Longer answer: the term "cyber security expert" is much broader than I think you realize. Like any technical field, there are lots of sub-areas, each requiring specialized knowledge. Even on this site you can see that no one person feels qualified to answer all types of questions - some people are cryptographers, others know about secure coding practices for C/C++, others know about secure coding for php / python / ruby, others know about firewalls and anti-virus configuration. You really have to be an expert in something before you can start thinking about how to penetration test it, or harden it against exploits.

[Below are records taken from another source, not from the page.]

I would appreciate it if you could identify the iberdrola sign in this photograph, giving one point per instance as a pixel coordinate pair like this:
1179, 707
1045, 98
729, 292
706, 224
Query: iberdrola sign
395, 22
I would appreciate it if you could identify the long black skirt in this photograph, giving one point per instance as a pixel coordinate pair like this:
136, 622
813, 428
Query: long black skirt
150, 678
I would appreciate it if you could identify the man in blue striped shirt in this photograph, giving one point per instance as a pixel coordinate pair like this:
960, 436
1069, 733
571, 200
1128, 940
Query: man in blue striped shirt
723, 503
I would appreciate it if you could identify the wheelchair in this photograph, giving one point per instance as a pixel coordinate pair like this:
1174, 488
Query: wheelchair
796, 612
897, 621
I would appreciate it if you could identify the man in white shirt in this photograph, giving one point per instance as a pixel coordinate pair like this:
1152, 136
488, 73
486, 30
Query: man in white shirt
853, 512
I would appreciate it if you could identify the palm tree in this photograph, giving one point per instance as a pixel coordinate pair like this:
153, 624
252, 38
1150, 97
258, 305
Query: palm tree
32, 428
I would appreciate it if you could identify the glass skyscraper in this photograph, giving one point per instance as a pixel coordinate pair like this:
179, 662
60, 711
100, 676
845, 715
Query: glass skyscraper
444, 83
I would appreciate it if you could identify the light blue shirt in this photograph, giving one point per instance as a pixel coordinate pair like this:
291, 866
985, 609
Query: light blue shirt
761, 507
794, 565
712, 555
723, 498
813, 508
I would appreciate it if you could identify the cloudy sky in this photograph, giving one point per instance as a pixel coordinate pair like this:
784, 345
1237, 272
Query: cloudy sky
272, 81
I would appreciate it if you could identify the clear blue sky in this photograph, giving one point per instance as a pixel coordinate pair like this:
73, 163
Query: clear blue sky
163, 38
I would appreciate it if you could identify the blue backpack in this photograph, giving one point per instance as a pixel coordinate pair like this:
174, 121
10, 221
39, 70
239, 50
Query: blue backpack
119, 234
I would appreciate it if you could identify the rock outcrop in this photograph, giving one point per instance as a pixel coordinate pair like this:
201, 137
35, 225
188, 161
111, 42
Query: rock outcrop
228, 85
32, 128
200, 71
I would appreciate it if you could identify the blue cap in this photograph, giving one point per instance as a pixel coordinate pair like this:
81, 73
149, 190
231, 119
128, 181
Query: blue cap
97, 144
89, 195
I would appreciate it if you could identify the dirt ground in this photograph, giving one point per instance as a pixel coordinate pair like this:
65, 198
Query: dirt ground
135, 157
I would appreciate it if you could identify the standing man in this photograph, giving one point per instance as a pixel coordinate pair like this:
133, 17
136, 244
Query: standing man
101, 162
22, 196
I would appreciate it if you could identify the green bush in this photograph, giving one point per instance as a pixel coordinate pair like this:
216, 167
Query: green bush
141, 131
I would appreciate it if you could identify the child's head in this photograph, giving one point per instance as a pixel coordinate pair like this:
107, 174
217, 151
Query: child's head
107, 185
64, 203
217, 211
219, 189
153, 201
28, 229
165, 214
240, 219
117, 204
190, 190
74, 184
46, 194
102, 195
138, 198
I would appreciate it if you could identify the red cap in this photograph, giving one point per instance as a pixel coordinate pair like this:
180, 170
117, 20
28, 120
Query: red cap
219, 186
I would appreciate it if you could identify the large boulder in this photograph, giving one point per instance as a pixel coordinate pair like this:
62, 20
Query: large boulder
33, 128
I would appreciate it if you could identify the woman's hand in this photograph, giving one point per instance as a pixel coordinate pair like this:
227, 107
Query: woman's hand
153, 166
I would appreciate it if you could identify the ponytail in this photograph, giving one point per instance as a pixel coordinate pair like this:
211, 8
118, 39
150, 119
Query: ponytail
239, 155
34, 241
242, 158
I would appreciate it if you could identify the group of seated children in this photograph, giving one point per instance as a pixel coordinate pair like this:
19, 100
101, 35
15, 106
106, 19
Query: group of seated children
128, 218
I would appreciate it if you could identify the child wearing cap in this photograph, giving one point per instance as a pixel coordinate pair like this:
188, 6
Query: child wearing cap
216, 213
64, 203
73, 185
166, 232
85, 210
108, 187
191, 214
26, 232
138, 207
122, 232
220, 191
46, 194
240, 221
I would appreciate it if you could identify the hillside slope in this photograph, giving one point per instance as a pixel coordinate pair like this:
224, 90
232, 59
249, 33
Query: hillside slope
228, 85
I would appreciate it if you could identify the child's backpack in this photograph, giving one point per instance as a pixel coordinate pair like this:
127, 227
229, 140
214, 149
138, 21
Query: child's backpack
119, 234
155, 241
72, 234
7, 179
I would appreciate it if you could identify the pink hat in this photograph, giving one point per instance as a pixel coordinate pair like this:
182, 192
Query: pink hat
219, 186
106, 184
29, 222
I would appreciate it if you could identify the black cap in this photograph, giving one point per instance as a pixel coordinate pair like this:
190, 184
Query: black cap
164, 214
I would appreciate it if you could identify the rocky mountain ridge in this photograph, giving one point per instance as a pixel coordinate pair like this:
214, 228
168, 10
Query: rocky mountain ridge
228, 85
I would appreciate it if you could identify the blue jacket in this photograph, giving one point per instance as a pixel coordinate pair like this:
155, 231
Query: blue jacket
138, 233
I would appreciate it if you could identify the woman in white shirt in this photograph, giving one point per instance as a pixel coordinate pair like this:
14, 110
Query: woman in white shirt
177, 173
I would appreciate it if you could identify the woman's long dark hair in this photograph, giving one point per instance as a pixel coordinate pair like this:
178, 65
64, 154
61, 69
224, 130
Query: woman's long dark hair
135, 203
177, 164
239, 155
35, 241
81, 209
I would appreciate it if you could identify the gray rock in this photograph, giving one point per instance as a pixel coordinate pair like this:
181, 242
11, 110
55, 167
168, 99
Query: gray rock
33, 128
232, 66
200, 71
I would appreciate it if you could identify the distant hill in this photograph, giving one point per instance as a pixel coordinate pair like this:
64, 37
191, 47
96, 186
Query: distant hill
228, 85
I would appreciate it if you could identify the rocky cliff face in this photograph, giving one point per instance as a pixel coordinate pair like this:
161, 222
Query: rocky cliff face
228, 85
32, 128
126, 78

Metaphor: your kid is sick, you take them to the doctor and the doctor says "I'm actually a plumber by training, but I recently took a course in what medicine to prescribe for which symptoms". Yeah, that's not good enough, I want my doctor to be a full expert in biology and understand why the medicine works, not just know which one to prescribe - similarly a "security expert" really should be a top-to-bottom expert in the technologies they are looking for weaknesses in.


Where to start:

If you already work for a company where you already have an assigned job, this will give you an area to concentrate your security studies. If you don't deal with a lot of code, then don't learn to code just for security, spend your time elsewhere!

If you are trying to apply to a "new grad" security positions at a company, then they will expect to have to train you anyway - you will have to learn their products and environment, looking for security holes along the way. You need to demonstrate that you "think like a gamer" - that your gut reaction to seeing something new is to say "what are the rules of this system, and how can I exploit them?". It's much easier to pick up the technical skills than to pick up this mindset.